Prosecutors alleged that Chou used the funding to disrupt Taiwan’s political stability through propaganda promotion and concerted efforts with pro-Beijing individuals in the region known as the United Front.
The office said that Pan and Chu, the co-accused, made frequent trips to China, specifically to Fujian, to source the funds and colluded with Chinese officials to influence Taiwan’s elections.
In 2022, the duo provided Chou with NT$220,000 (around US$6,912), which “contravenes” laws on registered political parties receiving funds from foreign sources, Taiwanese prosecutors said.
Allegedly, Chou also used the funds to “carry out targeted protests against” the US National Endowment for Democracy (NED) during the World Movement for Democracy’s Global Assembly in Taipei in October last year, Taipei Times reported.
The NED is an independent, nonprofit foundation funded largely by the US Congress and dedicated to the growth and strengthening of democratic institutions around the world.
Chou and Pan had paid NT$200 to NT$250 (around US$7 to $8) to 65 people outside the conference venue to attend a demonstration, along with other expenses, Taipei Times reported.
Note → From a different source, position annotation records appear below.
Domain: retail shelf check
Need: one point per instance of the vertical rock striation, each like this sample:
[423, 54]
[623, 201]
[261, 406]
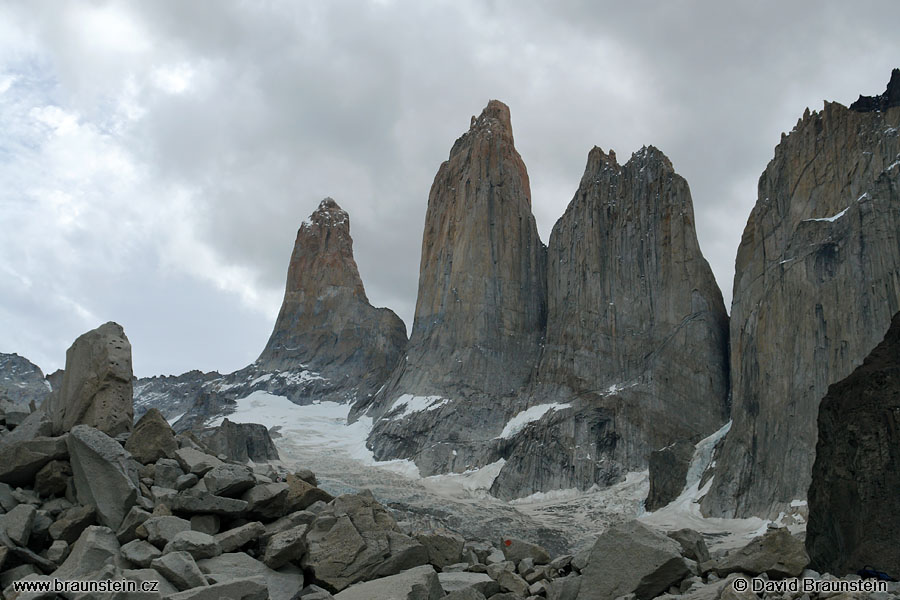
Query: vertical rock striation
[326, 327]
[97, 383]
[481, 306]
[854, 509]
[636, 346]
[817, 280]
The trio then collaborated to compile the videos and briefs on their campaigns and protest activities and sent them to their Chinese handlers through WeChat.
The prosecutors said that they were also investigating United Front activities targeting Taiwanese businesspeople and students, and the funding it provides to conduct pro-China propaganda campaigns in Taiwan.
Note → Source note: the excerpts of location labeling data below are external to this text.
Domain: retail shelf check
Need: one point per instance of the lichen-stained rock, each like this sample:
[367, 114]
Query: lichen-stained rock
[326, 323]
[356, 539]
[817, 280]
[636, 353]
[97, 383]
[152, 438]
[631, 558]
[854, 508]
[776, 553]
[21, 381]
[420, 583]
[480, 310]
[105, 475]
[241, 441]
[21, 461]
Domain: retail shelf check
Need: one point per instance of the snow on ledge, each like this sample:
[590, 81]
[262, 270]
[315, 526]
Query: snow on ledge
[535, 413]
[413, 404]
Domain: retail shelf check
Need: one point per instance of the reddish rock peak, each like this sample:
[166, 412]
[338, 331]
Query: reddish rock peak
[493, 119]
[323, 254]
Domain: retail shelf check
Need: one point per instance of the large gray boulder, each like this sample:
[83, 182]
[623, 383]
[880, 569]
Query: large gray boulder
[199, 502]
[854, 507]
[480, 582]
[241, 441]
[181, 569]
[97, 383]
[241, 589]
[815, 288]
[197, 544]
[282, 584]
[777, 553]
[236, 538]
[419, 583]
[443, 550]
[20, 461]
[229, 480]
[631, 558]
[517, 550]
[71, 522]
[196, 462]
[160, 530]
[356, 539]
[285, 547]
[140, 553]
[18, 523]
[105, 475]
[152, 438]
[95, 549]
Allegedly, Chou used the money to make flags and print pamphlets for the Gong He Party, and organize rallies to “espouse Chinese political propaganda,” the prosecutors said.
According to reports, Gong He Party candidates for Taipei mayor and city councilor offices in the nine-in-one elections in November last year were funded with money channeled by Pan and Chu from China.
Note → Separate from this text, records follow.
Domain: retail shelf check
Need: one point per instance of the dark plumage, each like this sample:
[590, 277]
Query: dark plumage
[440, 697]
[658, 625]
The money was used for running the campaigns for the 2022 Taipei mayoral candidate, Tang hsin-min, and other city councilor candidates of the Pan-Blue Coalition.
According to data from Taiwan’s Central Election Commission, Tang received 316 votes, or 0.02 percent, in the election. Whereas, the pro-Beijing councilor candidates received a combined 67 votes, Taipei Times reported.
The indictment pointed out that Pan was born in China’s Fujian Province and had immigrated to Taiwan in 2002 with his family and later acquired Taiwanese citizenship.
During one of Pan’s visits to China, government officials had invited him to serve as deputy director of the Putian Porcelain Arts Museum, which is funded and controlled by the city’s Taiwan Affairs Office.
If convicted under the anti-infiltration law, the perpetrators could receive a maximum fine not exceeding NT$10 million (around US$314,317) or five years imprisonment.